Нет, как побитая собака он не уйдет. Аверинцев упрямый. Но посмотри на него ближе, что это за человек? Жалкий полумертвый инвалид, надави на такого хорошенько – и душа вылетит. От него покойником за версту воняет. И он, эта развалина, ещё смеет что-то вякать, свои условия диктовать. Никуда Васильев не едет, это решено. Он дожмет Аверинцева. Как именно? Вот об этом и нужно подумать, спокойно, без спешки.

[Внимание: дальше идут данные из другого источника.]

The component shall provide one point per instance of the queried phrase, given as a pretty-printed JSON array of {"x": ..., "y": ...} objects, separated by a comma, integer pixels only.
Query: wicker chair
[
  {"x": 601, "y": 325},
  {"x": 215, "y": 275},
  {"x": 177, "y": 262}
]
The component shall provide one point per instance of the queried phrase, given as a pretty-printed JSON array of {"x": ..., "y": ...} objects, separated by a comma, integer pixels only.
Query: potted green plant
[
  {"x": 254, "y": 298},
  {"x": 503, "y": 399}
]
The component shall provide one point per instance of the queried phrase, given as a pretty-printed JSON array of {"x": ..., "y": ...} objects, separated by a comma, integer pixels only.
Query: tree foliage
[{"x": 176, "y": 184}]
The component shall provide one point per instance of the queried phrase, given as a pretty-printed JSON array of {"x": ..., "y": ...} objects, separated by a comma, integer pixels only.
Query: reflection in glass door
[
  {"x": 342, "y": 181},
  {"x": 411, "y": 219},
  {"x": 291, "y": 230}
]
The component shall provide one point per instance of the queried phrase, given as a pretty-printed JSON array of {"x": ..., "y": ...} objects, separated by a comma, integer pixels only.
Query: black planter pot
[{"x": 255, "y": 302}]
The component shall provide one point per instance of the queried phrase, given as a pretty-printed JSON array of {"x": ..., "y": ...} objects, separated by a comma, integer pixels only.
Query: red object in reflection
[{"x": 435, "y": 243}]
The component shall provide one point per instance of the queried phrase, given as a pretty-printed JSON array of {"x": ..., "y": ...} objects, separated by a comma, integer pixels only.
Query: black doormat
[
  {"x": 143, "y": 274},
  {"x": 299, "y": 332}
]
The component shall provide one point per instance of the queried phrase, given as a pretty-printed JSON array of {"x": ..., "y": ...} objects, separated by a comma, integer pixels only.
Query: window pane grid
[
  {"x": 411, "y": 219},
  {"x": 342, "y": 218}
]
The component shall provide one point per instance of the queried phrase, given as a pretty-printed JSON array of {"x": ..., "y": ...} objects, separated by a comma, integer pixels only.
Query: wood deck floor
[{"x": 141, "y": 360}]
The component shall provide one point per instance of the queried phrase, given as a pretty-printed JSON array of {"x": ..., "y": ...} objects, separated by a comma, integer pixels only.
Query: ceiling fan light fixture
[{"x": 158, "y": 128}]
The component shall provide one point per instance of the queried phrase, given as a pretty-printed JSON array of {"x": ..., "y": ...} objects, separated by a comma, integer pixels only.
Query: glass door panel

Смахнув с сиденья острый осколок зеркала, он снова упал в кресло, вытянул вперед ноги, поднес к губам бутылочное горлышко и сделал большой глоток водки. Но вот опять этот звук. Только на этот раз явственно слышно, как внизу на первом этаже заскрипела половица. Сейчас он не мог ошибиться. Бабка все-таки вернулась. До чего же она шебутная, беспокойная старуха, ни минуты на месте не усидит, а все на плохое здоровье жалуется и хочет еще, чтобы ей верили. Видно, собес оказался закрыт. Или случилось что дорогой. Может, кошелек тяпнули, она и вернулась. Васильев поставил бутылку на прежнее место, замер в кресле, прислушиваясь, затаил дыхание.
– Марья Никитична, это вы пришли? – напрягая горло, крикнул он.
Молчание. Гудящая, звонкая тишина. Только капли влаги все ударяют и ударяют в подоконник. Чертыхнувшись, Васильев поднялся на ноги, почувствовав, как его слегка качнуло в сторону. Не надо было хлебать столько водки на пустой желудок, не прибавляет сейчас спокойствия это пойло, лишь злость, лишь раздражение растет, распирает душу.